Even though Spotify has been outperforming Apple Music, it has filed a complaint against Apple in Europe, claiming it is engaging in anticompetitive behavior. The European Commission will now conduct an antitrust investigation against the company.
But can Apple’s business practices really be classified as anticompetitive?
The App Store provides a platform where Apple users can easily access millions of apps from all over the world. Though Apple offers its own messaging, music and internet browser apps, Facebook Messenger, Gmail, Whatsapp, Spotify and Google Chrome are some of the most downloaded apps in the store.
The company reviews 100,000 apps a week and approves most of the proposals. Spotify claims that Apple is purposely interfering with the app’s user experience. But the App Store has released almost 200 app updates for the music streaming company, and Spotify’s Apple Watch app is currently leading in the watch’s music category.
That doesn’t sound like a company trying to squash its competition.

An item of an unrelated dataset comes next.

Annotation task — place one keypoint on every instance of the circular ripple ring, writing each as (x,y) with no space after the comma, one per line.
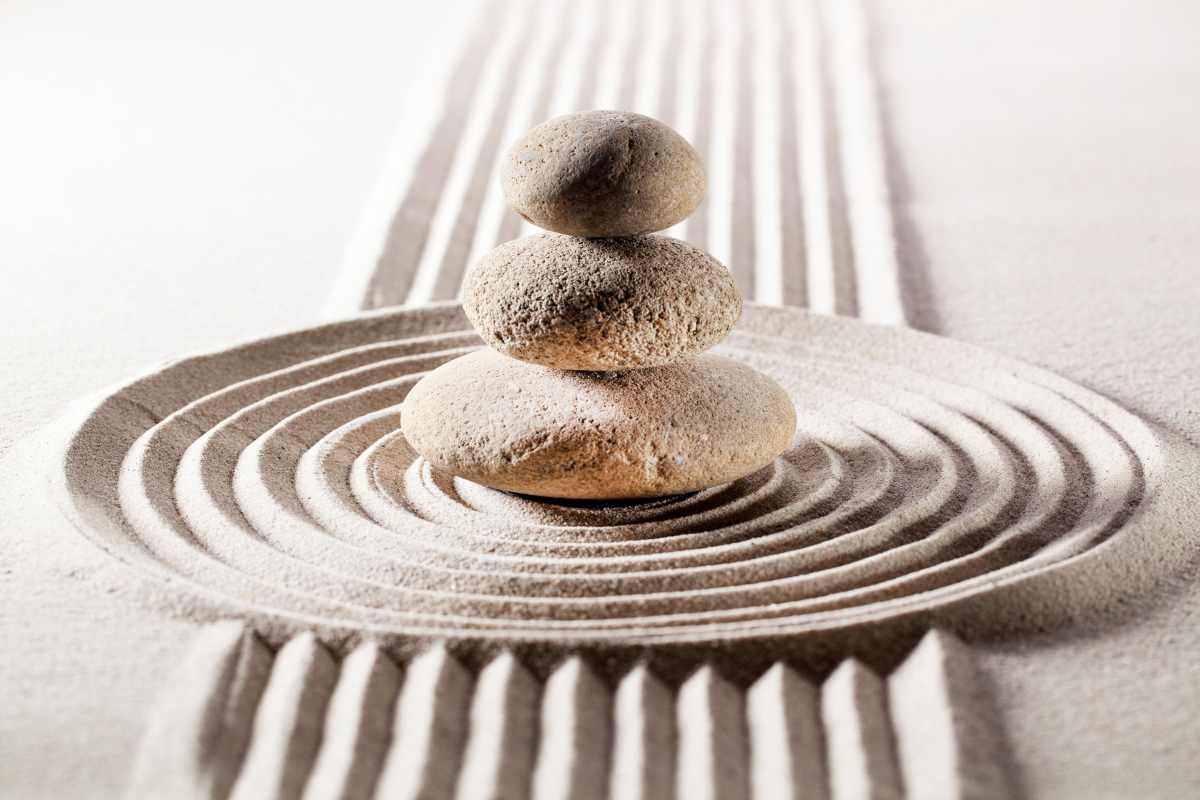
(928,479)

The vast majority of apps in the App Store pay nothing to Apple. The company only collects a commission on digital goods and services sold within the App Store, since those sales are processed through its proprietary payment system.
Free apps that process subscriptions within the App Store using Apple’s payment processing system (like Hulu or Pandora) pay a 30 percent commission for the first year of that subscription and 15 percent for subsequent years.
Spotify has circumvented this fee by requiring users to subscribe outside the app. An Apple-user who wants to subscribe to Spotify Premium must sign up through the company’s website; afterward, the user can listen to music on the iOS Spotify app. Apple does not collect any commission on these subscriptions.
But now Spotify wants to conduct sales through the App Store without paying for Apple’s payment processing services.
In a blog post, the company’s CEO Daniel Ek wrote that if it were to pay the commission, it would need to raise its prices and therefore couldn’t compete with Apple Music. So Spotify wants to force Apple to either stop collecting commission on in-app purchases or offer other payment options within the App Store.
In other words, it wants to access Apple’s platform, utilize its software tools and use its payment system for free.
The App Store provides a reliable and secure place for apps to conduct transactions. Spotify doesn’t get to call the shots or demand to use Apple’s digital infrastructure for less money, especially since the streaming company is thriving by having users subscribe outside the app.
It’s time that Spotify becomes willing to pay for the services it’d like to use.